Ayaka war für einen Moment noch stumm. Immerhin fühlte sie sich wie gelähmt. Der Ball hatte sie am Rücken, genau zwischen den Schulterblättern, getroffen. Es hatte einiges an Kraft gekostet auf den Beinen zu bleiben, aber noch viel mehr jetzt nicht die Fassung zu verlieren.
Sie stand direkt neben ihrem besten Freund, um ihm eigentlich etwas zu seinem Absprungpunkt und seinem Angriff zu sagen, doch die Wucht hatte sie verstummen lassen.
Einige dunkle Haarsträhnen fielen ihr ins Gesicht und verdeckten die leicht feuchten Augen.
"Sorry. Der ist mir wohl aus der Hand gerutscht.", grinste Kyotani.
"Ich rutsch dir gleich-"
"Iwa, lass gut sein."
Ayaka unterbrach ihn, indem sie sanft eine Hand auf seine Schulter legte.
"20 Runden."
"Hä?"
"Du rennst jetzt 20 Runden durch die Halle, bis du dich vielleicht wieder abgekühlt hast. Wehe du wirst auch nur einmal langsamer. Ich will keinen Ton mehr von dir hören, Kyotani. Lauf."
So wie es zwischen ihren zusammen gebissenen Zähnen hervor kam, wusste jeder, dass Yaka keinen Scherz machte.
Es trieb dem Jungen einen Schauer über den Rücken, so wie der Teamkapitän es mit seiner Ausstrahlung auch schon getan hatte. Diese Aura bewegte ihn dazu, dass er sich doch in Bewegung setzte.
Oikawa war still geblieben, nicht zuletzt um ihre Autorität nicht zu untergraben.
"Alles gut? Brauchst du ne Pause?", fragte er sie dann aber doch voller Sorge.
"Geht schon. Der kam nur... überraschend."
"Er ist ein Fall für sich."
Die Blicke der Beiden hafteten auf dem tollwütigen Hund, wie er durch die Halle rannte.

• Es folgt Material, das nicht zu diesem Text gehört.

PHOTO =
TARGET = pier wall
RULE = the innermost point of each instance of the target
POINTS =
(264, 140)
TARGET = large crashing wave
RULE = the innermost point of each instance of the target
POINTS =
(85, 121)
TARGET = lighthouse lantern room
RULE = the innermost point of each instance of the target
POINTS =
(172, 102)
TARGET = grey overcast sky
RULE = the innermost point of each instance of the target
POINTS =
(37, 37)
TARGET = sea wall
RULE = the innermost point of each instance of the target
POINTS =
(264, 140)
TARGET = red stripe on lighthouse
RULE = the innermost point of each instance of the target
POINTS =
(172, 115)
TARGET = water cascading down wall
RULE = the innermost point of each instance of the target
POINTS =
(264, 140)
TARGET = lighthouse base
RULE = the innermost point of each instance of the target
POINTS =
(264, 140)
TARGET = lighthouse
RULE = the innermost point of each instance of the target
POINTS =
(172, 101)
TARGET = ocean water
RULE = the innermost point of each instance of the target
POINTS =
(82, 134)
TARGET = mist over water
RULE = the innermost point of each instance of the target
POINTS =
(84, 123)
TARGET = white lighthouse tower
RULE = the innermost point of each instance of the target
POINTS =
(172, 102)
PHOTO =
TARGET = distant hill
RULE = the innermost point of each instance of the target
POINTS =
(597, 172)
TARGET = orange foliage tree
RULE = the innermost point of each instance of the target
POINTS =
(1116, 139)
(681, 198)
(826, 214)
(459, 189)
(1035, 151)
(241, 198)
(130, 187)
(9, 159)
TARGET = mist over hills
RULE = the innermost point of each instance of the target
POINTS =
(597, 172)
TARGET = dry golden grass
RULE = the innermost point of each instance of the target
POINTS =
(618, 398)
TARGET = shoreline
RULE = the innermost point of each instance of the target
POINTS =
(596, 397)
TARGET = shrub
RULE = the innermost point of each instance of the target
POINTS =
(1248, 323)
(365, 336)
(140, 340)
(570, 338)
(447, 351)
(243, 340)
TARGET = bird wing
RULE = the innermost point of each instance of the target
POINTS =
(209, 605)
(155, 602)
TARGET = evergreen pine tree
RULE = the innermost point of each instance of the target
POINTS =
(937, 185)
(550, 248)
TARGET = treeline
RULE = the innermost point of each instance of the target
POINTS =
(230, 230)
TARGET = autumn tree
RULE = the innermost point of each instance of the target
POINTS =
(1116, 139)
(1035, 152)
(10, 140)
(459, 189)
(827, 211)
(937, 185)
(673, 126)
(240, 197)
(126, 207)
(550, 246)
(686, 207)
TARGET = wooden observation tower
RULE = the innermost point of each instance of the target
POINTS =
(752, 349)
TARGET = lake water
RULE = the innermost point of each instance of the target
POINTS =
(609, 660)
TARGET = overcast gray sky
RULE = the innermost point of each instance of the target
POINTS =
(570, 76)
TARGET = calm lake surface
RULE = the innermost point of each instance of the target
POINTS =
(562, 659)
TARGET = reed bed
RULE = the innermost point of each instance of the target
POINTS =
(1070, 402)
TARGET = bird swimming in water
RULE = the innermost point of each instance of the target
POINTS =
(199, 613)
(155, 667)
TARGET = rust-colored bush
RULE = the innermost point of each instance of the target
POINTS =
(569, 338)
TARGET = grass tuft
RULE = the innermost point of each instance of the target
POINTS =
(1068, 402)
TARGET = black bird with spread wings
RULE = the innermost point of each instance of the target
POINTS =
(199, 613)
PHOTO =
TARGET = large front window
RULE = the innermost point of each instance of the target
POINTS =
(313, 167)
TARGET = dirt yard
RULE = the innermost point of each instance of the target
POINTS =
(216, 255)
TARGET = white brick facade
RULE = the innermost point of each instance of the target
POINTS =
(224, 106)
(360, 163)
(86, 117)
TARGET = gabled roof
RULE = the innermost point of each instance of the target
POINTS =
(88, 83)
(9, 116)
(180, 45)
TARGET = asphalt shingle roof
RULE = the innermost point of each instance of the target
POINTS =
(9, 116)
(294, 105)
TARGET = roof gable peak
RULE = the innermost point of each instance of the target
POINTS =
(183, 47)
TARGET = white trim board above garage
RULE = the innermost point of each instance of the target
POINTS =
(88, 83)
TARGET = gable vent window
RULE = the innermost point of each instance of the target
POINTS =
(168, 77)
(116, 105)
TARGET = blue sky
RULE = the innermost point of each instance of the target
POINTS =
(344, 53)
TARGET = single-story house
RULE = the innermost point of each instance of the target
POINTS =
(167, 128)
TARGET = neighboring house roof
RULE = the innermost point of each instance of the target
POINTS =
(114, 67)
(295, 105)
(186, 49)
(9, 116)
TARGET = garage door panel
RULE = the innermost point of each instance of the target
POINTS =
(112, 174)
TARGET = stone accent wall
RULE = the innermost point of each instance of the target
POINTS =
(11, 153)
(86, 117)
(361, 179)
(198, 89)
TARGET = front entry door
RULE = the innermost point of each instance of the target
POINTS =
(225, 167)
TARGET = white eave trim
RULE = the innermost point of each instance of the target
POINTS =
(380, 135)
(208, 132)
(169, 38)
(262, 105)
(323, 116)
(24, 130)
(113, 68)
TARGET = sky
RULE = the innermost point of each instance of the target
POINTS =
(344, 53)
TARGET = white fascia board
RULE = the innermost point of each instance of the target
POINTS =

"Ich bin mir immer noch nicht sicher, ob er gut für das Team ist."
"Vertrau mir. Er hat seinen Nutzen."
Ihre rosanen Lippen krümmten sich zu einem sarkastischen Lächeln.
"Also bis jetzt hat mein Vertrauen in dich mir ziemliche Rückenschmerzen gebracht."
"Ich mache es heute abend wieder gut, ja?"
Es gab keine Antwort von ihr. Sie blies einmal in die metallische Pfeife, die um ihren Hals hing und die Spiele auf beiden Seiten gingen weiter, begleitet von Kyotanis Schritten, während er voller Wut seine Strafrunden absolvierte.
Iwaizumi dachte über Vertrauen nach. Ayaka war die letzte Person, die Oikawa einen Vorwurf machen konnte... Immerhin verschwieg sie ihm etwas so Entscheidendes. Andererseits verstand er vor welchem seelischen Schaden sie ihn beschützte. Vielleicht wollte Yaka es ihm auch erzählen, konnte aber einfach nicht. Es gab so viele Möglichkeiten...
"Ich habe gesagt du sollst nicht langsamer werden!"
Auch wenn der tollwütige Hund sich beobachtet fühlte, hatte die Trainerin ihren Blick hauptsächlich auf die Spieler gerichtet.
Am liebsten hätte sie ihn gleich nochmal so viele Runden rennen lassen, doch so wie er schnaufte, war das gar nicht nötig.
"Lass ihn eine Runde bei uns spielen.", bat Oikawa. "Ich zeige dir, was ich in ihm sehe."
"Gut, deine Verantwortung. Aber wehe ich bekomme einen Ball ab. Kindaichi! Du tauschst mit Kyotani Felder."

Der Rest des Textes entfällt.